Dobrak Pasar Ekspor, Kemenperin Fasilitasi Sertifikasi HACCP untuk Pelaku IKM Pangan
JAKARTA - Kementerian Perindustrian (Kemenperin) melalui Direktorat Jenderal Industri Kecil, Menengah dan Aneka (IKMA) menggelar fasilitas pendampingan penerapan dan sertifikasi Hazard Analysis Critical Control Point (HACCP) bagi Industri Kecil Menengah (IKM) pangan untuk mampu mendobrak pasar ekspor.
"Kami menggelar fasilitasi pendampingan penerapan dan sertifikasi Hazard Analysis Critical Control Point (HACCP) bagi IKM pangan, agar dapat membantu IKM memenuhi salah satu persyaratan ekspor, sehingga para pelaku IKM pangan akan lebih percaya diri untuk memperluas pasarnya," kata Direktur Jenderal Industri Kecil, Menengah dan Aneka (IKMA) Kemenperin Reni Yanita di Jakarta, Senin, 13 Februari.
Menurut Reni, standar keamanan, mutu, dan gizi pangan ini perlu dijalankan oleh para pelaku IKM pangan agar produk pangan yang dihasilkan dapat dipasarkan sesuai dengan kualitas yang dibutuhkan pembeli, tidak hanya untuk konsumen domestik, tetapi juga pasar ekspor.
Reni menilai, masih banyak IKM pangan yang belum memenuhi persyaratan standar sanitasi produksi di seluruh kegiatan rantai produksi pangan, baik berupa Good Manufacturing Practices (GMP), Cara Produksi Pangan Olahan yang Baik (CPPOB), dan HACCP yang merupakan Standar Internasional untuk Sistem Keamanan Pangan.
"Hal ini terlihat dari bangunan dan sarana produksi yang kurang menunjang, sanitasi dan higienitas karyawan yang kurang, mesin peralatan yang kurang sesuai dengan persyaratan, pengawasan produksi yang kurang baik, serta spesifikasi produk akhir yang tidak konsisten," ujarnya.
Sebagai salah satu kebutuhan pokok manusia, kata Reni, keamanan pangan menjadi persyaratan wajib bagi produsen pangan. "Bahkan, IKM pangan yang meliputi produsen makanan dan minuman memiliki porsi paling besar pada jumlah sektor IKM secara keseluruhan, yakni sebanyak 1,68 juta unit usaha atau 38,72 persen dari total unit usaha IKM di Indonesia," jelasnya.
Reni mengemukakan, berdasarkan Peraturan Pemerintah Nomor 86 Tahun 2019 tentang Keamanan, Mutu dan Gizi Pangan, setiap orang yang bertanggung jawab dalam penyelenggaraan kegiatan rantai pangan yang meliputi produksi, penyimpanan, pengangkutan, dan peredaran pangan, wajib memenuhi persyaratan sanitasi sesuai ketentuan peraturan perundang-undangan yang berlaku.
Selanjutnya, pemenuhan persyaratan sanitasi di seluruh kegiatan rantai pangan dilakukan dengan cara menerapkan pedoman cara yang baik.
"HACCP merupakan suatu pedoman atau prosedur yang mengatur perusahaan atau produsen untuk memproduksi makanan agar aman, bermutu dan layak dikonsumsi.

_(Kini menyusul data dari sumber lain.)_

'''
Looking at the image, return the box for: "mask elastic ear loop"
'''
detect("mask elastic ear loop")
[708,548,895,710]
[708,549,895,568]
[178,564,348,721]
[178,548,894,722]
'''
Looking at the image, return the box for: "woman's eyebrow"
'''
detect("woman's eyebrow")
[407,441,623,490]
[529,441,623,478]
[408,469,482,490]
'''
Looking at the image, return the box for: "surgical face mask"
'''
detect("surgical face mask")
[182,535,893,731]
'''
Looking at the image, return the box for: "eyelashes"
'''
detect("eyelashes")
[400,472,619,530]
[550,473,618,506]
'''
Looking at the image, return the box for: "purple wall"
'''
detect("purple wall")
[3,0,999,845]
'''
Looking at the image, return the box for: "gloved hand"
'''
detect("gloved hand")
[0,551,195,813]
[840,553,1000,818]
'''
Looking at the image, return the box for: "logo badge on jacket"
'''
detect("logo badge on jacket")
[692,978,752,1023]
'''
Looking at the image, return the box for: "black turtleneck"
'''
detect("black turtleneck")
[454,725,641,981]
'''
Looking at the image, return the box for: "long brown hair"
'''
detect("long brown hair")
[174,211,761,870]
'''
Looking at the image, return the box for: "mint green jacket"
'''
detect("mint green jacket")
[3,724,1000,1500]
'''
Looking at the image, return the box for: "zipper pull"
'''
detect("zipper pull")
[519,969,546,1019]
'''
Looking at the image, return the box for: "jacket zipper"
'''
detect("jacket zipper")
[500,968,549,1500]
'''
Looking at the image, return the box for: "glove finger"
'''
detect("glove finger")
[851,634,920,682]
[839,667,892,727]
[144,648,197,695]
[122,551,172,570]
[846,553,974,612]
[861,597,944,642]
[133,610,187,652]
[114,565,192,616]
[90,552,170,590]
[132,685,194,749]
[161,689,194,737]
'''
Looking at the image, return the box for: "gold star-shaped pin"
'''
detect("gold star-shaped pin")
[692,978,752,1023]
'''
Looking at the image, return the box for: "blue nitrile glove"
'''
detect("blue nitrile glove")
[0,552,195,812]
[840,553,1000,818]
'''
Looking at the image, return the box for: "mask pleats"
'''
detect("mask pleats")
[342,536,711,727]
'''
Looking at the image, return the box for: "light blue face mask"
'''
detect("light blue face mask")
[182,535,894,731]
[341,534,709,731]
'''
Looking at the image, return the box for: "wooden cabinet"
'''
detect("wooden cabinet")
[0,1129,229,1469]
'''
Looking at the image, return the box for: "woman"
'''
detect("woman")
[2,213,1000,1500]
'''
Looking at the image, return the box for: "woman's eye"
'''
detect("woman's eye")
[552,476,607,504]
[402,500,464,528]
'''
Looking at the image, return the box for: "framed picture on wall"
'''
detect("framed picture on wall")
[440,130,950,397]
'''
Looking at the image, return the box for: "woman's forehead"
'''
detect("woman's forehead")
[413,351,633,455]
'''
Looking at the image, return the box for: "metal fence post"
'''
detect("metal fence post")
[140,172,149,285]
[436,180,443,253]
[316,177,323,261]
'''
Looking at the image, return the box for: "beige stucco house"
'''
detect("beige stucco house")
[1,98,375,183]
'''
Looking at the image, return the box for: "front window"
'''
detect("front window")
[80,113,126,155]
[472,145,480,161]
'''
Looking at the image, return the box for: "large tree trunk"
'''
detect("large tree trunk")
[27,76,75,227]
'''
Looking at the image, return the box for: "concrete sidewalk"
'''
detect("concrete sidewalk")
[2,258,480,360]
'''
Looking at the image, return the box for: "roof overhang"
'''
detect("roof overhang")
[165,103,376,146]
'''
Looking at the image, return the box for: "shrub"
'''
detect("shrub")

Dengan adanya tata cara untuk mengontrol kualitas produksi makanan, maka produk perusahaan tersebut akan semakin berkembang dan dapat dipercaya oleh konsumen," papar Reni.
Baca juga:
Sementara, Direktur IKM Pangan, Furnitur dan Bahan Bangunan Ditjen IKMA Yedi Sabaryadi mengatakan, pihaknya telah memfasilitasi 18 IKM di kabupaten/kota untuk mengikuti pendampingan keamanan makanan, persiapan, serta penerapan standar higienitas dan produksi bersih sesuai dengan syarat HACCP. Selain itu, terdapat 11 IKM yang mendapat fasilitasi HACCP untuk produk minuman.
"Dalam pendampingan ini, terdapat program kunjungan konsultasi dengan tenaga ahli, pendampingan in house training, pelaksanaan penerapan standar produksi bersih HACCP, audit dan evaluasi komitmen produksi termasuk perbaikan dokumen, audit eksternal oleh lembaga sertifikasi, hingga terbitnya sertifikat HACCP," ungkapnya.
Pendampingan dilakukan selama sembilan bulan sejak Maret hingga November 2022. Setelah itu, IKM yang memenuhi seluruh standar berhak mendapatkan sertifikat HACCP.
"Untuk tahun ini, kami kembali akan memberikan fasilitasi HACCP bagi IKM Pangan terkurasi. Dengan memiliki sertifikat HACCP, para pelaku IKM pangan dapat memberikan jaminan kepada konsumen terkait kualitas produk yang dihasilkan. Kepercayaan diri dari para pelaku IKM makanan juga semakin meningkat, terutama untuk menembus pasar global," pungkasnya.